Yesterday, President Biden signed an Executive Order (“E.O.”) that formally revokes and replaces three earlier E.O.s that aimed to restrict transactions with TikTok, WeChat, and other communications and Fintech applications and provides a new framework to address security concerns related to the information and communications technology and services (“ICTS”) supply chain. The new E.O. was issued pursuant to the ongoing national emergency declared in the 2019 E.O. 13873 regarding ICTS in the United States that are controlled by persons within the jurisdiction of a “foreign adversary,” including China.
The new E.O. resets the U.S. government’s approach to ICTS by ordering a review of the national security threats posed by software applications that collect Americans’ sensitive personal and business data and by foreign adversaries’ access to large repositories of U.S. person data. New restrictions are likely following that review, and companies that rely on software applications owned or managed by companies linked to China or other potential foreign adversaries, should closely watch developments in this space.
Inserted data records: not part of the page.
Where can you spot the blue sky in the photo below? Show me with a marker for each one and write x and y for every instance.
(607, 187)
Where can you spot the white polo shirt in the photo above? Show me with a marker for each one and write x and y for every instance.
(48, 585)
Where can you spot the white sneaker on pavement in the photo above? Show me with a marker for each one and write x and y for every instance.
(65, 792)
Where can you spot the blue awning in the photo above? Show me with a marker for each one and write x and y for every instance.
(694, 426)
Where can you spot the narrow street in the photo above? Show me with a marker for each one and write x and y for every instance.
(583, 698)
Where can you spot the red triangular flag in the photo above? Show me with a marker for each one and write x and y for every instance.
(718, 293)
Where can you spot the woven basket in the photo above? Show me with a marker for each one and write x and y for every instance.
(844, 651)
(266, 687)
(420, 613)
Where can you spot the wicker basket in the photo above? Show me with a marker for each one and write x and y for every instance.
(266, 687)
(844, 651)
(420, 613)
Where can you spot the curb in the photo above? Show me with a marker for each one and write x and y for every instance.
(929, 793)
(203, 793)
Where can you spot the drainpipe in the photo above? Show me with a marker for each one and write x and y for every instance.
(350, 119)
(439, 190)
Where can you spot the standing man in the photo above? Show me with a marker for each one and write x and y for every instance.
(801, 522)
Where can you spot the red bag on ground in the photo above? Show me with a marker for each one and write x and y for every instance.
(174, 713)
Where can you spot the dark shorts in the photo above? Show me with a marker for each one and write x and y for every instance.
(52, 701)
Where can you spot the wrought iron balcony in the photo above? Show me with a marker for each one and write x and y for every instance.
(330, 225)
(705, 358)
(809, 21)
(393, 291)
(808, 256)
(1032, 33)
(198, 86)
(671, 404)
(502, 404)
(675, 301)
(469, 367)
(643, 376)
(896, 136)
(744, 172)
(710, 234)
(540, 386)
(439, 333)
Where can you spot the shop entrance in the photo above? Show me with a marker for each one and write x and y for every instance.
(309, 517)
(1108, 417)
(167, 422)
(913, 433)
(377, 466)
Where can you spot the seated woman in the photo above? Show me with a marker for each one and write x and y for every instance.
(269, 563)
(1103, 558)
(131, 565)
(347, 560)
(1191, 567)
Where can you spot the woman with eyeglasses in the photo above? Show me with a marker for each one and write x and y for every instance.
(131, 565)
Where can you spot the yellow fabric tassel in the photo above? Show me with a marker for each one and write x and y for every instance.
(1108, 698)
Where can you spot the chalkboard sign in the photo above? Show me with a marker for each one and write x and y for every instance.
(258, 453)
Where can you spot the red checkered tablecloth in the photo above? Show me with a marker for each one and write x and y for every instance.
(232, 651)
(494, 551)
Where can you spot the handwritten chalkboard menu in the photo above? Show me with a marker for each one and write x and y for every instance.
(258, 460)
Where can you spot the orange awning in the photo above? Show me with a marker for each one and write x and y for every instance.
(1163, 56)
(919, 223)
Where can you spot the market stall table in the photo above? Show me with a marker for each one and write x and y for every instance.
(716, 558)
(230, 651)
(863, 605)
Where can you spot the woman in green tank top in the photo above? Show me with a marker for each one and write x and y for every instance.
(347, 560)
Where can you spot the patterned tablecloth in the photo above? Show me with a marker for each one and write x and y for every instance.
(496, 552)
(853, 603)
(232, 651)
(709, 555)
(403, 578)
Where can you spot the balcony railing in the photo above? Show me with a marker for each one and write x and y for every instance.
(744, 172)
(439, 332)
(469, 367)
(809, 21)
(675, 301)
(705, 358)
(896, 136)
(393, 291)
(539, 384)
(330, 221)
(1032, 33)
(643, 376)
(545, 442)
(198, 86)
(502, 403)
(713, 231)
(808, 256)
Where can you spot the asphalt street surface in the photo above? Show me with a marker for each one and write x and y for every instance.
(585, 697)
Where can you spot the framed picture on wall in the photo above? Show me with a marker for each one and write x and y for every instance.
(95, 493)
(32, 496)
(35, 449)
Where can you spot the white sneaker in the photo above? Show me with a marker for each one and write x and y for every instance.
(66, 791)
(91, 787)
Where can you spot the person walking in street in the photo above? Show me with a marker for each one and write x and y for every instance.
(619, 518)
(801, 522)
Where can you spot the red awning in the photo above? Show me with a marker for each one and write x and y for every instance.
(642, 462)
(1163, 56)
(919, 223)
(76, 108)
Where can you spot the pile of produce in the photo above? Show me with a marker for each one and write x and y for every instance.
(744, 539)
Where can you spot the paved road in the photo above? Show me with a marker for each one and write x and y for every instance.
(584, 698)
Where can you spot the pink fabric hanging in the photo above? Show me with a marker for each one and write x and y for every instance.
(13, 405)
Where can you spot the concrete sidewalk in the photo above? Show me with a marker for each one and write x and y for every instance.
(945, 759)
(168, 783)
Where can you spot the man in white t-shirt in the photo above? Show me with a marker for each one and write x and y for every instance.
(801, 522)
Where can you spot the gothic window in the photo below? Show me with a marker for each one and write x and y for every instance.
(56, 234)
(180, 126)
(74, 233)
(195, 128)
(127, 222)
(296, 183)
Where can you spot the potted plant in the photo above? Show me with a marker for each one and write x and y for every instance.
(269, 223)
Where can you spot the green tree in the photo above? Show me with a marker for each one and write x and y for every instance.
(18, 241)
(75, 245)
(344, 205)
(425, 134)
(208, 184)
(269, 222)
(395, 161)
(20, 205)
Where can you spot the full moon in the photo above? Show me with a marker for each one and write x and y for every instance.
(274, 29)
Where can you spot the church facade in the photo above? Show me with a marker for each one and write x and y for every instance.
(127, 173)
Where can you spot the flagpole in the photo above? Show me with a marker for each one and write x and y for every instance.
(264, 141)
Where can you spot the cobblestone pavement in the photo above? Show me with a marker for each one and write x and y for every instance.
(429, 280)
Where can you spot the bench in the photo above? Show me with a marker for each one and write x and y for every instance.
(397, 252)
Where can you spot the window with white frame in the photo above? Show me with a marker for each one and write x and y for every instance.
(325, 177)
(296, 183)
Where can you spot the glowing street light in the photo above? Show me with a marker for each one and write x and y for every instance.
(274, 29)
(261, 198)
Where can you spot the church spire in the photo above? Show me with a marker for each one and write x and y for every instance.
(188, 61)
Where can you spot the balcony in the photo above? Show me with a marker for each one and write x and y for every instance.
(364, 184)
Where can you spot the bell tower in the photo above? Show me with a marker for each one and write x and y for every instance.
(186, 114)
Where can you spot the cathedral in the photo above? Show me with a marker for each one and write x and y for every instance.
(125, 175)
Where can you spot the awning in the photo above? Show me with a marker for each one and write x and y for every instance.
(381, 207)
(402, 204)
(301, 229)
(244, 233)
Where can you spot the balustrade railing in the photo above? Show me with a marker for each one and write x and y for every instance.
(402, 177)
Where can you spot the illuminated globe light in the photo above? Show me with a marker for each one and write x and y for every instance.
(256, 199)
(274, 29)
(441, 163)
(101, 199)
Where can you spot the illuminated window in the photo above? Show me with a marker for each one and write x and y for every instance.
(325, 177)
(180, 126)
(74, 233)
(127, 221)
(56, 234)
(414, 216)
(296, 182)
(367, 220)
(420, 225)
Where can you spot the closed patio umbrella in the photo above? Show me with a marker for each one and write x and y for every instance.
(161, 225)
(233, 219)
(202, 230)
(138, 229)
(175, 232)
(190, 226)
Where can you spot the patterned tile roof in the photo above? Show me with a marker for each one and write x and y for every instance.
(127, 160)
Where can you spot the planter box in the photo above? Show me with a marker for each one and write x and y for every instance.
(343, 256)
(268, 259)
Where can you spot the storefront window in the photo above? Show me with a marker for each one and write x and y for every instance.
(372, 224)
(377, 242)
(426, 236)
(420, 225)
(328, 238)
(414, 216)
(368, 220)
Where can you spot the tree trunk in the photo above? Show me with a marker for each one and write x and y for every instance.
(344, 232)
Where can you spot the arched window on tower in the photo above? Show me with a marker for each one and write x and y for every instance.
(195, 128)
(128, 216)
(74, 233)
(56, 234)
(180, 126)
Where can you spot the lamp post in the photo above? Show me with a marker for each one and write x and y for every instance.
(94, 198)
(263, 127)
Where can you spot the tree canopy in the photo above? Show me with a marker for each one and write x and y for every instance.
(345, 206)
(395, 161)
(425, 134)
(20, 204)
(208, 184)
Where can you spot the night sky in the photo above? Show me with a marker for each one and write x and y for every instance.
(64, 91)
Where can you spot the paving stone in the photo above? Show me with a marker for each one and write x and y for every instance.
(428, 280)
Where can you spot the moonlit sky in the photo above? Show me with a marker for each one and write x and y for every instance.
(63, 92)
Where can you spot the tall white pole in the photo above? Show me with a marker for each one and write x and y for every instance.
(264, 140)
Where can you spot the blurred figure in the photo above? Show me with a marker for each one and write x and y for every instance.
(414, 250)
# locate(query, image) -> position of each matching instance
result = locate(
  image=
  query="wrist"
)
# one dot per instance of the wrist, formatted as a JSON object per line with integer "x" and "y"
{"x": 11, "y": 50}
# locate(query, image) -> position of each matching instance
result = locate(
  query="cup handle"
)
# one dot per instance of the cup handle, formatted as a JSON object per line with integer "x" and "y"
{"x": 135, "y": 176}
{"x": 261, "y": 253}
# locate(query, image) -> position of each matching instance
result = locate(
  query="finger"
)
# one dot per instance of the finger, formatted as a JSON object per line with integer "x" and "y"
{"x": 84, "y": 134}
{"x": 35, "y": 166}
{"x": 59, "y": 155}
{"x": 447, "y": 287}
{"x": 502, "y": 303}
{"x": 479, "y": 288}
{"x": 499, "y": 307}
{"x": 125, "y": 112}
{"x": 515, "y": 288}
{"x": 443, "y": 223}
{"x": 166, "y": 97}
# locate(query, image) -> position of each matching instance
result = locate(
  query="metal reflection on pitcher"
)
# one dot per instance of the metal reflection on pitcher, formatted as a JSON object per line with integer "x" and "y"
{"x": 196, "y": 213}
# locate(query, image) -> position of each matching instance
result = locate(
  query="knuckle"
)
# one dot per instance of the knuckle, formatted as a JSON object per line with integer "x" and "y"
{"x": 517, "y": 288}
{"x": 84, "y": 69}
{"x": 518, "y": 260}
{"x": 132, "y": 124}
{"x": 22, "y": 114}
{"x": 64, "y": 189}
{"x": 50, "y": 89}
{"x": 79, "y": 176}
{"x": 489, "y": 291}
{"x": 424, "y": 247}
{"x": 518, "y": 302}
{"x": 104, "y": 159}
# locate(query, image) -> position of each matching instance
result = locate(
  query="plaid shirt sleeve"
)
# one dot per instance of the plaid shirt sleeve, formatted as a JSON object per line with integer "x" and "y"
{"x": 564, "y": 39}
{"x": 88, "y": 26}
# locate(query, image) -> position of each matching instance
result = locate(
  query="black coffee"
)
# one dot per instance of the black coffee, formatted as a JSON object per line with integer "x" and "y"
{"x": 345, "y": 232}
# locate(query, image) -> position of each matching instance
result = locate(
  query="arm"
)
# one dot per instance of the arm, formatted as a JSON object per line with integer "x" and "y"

New reports on “unacceptable or undue risks” posed by foreign adversary-connected applications
The E.O. directs the Directors of National Intelligence and Homeland Security to provide threat and vulnerability assessments to the Secretary of Commerce. In turn, the Commerce Department will draft two reports on foreign adversary-connected software, defined as software that has the ability to collect, process, or transmit data over the internet. The reports will recommend actions to protect against harm from the sale of, transfer of, or access to U.S. persons’ sensitive data, including personally identifiable information, personal health information, and genetic information. In addition, the Commerce Department will recommend additional actions to address risks associated with software applications that are designed, developed, manufactured, or supplied by persons owned or controlled by, or subject to the jurisdiction or direction of, a foreign adversary.
Several criteria indicate national security risk of ICTS applications
Building on the criteria to assess national security threats listed in E.O. 13873, the new E.O. lists several factors that will be considered when evaluating the risks posed by foreign adversary-connected software, including:
- ownership, control, or management by persons that support a foreign adversary’s military, intelligence, or proliferation activities;
- use of the connected software applications to conduct surveillance that enables espionage, including through a foreign adversary’s access to sensitive or confidential government or business information, or sensitive personal data;
- ownership, control, or management of connected software applications by persons subject to coercion or cooption by a foreign adversary;
- ownership, control, or management of connected software applications by persons involved in malicious cyber activities;
- a lack of thorough and reliable third-party auditing of connected software applications;
- the scope and sensitivity of the data collected; the number and sensitivity of the users of the connected software application; and
- the extent to which identified risks have been or can be addressed by independently verifiable measures.
Consistent with other recent Biden Administration actions targeting China, the E.O. notes that the U.S. government may impose consequences on non-U.S. persons who own, control, or manage connected software applications that engage in serious human rights abuse or otherwise facilitate such abuse.
These criteria will inform the U.S. government’s decision-making framework to adopt a “rigorous, evidence-based” analysis to address risks posed by ICTS transactions involving foreign adversary-connected software.
Further action on ICTS applications likely
Although yesterday’s E.O. rescinds the previous E.O.s dealing with Chinese mobile applications, new restrictions on Chinese and other software that collect large amounts of sensitive U.S. person data are likely to flow from the Commerce Department’s forthcoming report and recommendations, which are expected within 180 days. Furthermore, the E.O. provides the Commerce Department with authority to restrict transactions and business activities that may:
- Pose a risk of sabotage or subversion of the design, integrity, manufacturing, production, distribution, installation, operation, or maintenance of ICTS in the United States;
- Pose a risk of catastrophic effects on the security or resiliency of the critical infrastructure or digital economy of the United States; or
- Otherwise pose an unacceptable risk to the national security of the United States or the security and safety of United States persons.
Our Export Controls and Sanctions team will be actively monitoring for any developments.